First City Destroyed
Trip Start Aug 06, 2011
144Trip End Oct 06, 2013
Map your own trip!
Show trip route
And what better place to start our visit to Japan than Hiroshima. It's always hard to think of a city like Hiroshima, which was the site of such an epic tragedy, as a 'tourist' destination, but the Japanese have used the event of August 6th 1945 as an opportunity to create a massive memorial that speaks to the need to assure that something like this never happens again
That said, the loss of life and human suffering triggered by the atomic blast as detailed in the museum, was absolutely numbing (the atomic bombing of Nagasaki took place just 3 days later on 9 August). And the suffering went on for years afterward. The defined objective of the museum and park was to raise an awareness and concern among all reasonable people that might lead to further disarmament accords
This very noble objective will probably always be counterbalanced by the need to contain/intimidate chuckle-heads like the ones heading up North Korea and Iran. Putting this scary genie back in the bottle probably isn't going to happen, but a significant reduction in stockpiles would certainly be a nice step in the right direction. If you feel moved to do something, there is an on-line petition sponsored by a Hiroshima led group https://www.ssl-iroins.city.hiroshima.jp/pcf/en/form.htm Among the many victim accounts of the horror of the bombing and suffering that followed, there were a couple of particularly poignant stories that made this tragedy all too real. One in particular concerned an innocent young girl who contracted leukemia from the radiation after the bombing but believed that if she folded 1,000 paper cranes, she would have good fortune and beat the disease. Unfortunately she lost that fight but her story became a cause celeb among Japanese school kids and even today, huge strings of folded paper cranes are delivered to the base of the children's memorial in honour of this brave girls struggle. Very heart wrenching.
Outside of the many Hiroshima Memorials, we also managed a day trip to nearby Miyajima Island, host to one of the more iconic symbols of Japan, the giant red wooden O-Torii (Grand Gate)

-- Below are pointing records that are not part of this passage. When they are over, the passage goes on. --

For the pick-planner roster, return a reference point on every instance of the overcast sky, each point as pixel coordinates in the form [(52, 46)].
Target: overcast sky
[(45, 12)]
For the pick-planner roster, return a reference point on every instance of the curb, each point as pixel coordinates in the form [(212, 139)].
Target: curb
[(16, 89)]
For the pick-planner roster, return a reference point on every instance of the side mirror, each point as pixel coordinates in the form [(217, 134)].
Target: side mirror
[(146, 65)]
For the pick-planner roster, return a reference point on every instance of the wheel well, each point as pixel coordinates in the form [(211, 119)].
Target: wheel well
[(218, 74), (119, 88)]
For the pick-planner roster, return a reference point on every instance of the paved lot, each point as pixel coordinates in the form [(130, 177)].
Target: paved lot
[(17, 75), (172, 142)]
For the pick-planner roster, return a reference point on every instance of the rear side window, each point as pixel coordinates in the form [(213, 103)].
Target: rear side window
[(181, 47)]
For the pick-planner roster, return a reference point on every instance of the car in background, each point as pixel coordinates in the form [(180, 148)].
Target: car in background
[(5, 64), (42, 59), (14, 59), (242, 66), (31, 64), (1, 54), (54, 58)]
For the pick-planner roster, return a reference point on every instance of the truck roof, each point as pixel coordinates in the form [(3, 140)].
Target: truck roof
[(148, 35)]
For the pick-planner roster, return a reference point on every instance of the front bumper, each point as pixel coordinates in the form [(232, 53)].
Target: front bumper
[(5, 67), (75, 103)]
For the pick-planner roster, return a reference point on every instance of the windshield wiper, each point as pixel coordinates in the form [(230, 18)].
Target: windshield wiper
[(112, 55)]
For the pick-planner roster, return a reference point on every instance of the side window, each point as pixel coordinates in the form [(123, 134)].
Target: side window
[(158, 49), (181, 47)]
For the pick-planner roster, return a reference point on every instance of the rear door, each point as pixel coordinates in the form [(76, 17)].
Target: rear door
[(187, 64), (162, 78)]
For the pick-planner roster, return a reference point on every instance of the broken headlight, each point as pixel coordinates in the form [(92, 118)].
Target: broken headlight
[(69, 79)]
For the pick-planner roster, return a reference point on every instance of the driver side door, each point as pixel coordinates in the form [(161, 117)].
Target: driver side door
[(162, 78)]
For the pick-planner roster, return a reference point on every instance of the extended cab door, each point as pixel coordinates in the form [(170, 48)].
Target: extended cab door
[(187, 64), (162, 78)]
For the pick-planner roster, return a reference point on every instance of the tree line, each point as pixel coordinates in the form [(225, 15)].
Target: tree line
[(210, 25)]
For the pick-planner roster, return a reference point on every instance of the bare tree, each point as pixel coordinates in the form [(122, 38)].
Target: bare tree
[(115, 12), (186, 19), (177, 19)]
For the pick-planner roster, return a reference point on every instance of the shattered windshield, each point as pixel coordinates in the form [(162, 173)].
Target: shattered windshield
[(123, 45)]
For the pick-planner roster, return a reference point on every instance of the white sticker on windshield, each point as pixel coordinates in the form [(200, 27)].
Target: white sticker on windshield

And apparently no visit to Hiroshima can be considered complete without sampling the local delicacy, Okonomiyaki - a savoury, layered noodle pancake cooked on an iron hotplate at your table. By following the locals we found a hole-in-the wall diner which served portion sizes that should challenge even the heaviest Sumo wrestler- I can't possibly finish my serving despite a large muscular frame (albeit, one that might be mistaken by folks like Carol C as somewhat robust) and on either side of me are two Japanese girls that couldn't tip the scales at 90 lbs soaking wet, and they are demolishing their meals. How do they stay so small- is this their only meal for the month?? DH didn't finish either but that had as much to do with being chop-stick challenged as anything. Despite lessons from the girl next to her (we're really liking friendly Japanese people) she still managed to snap a couple of her sticks right across the kitchen narrowly avoiding serious injury to the cook herself! In addition to being waddle-inducing, this particular dish was very tasty and a must-try when you're in the area.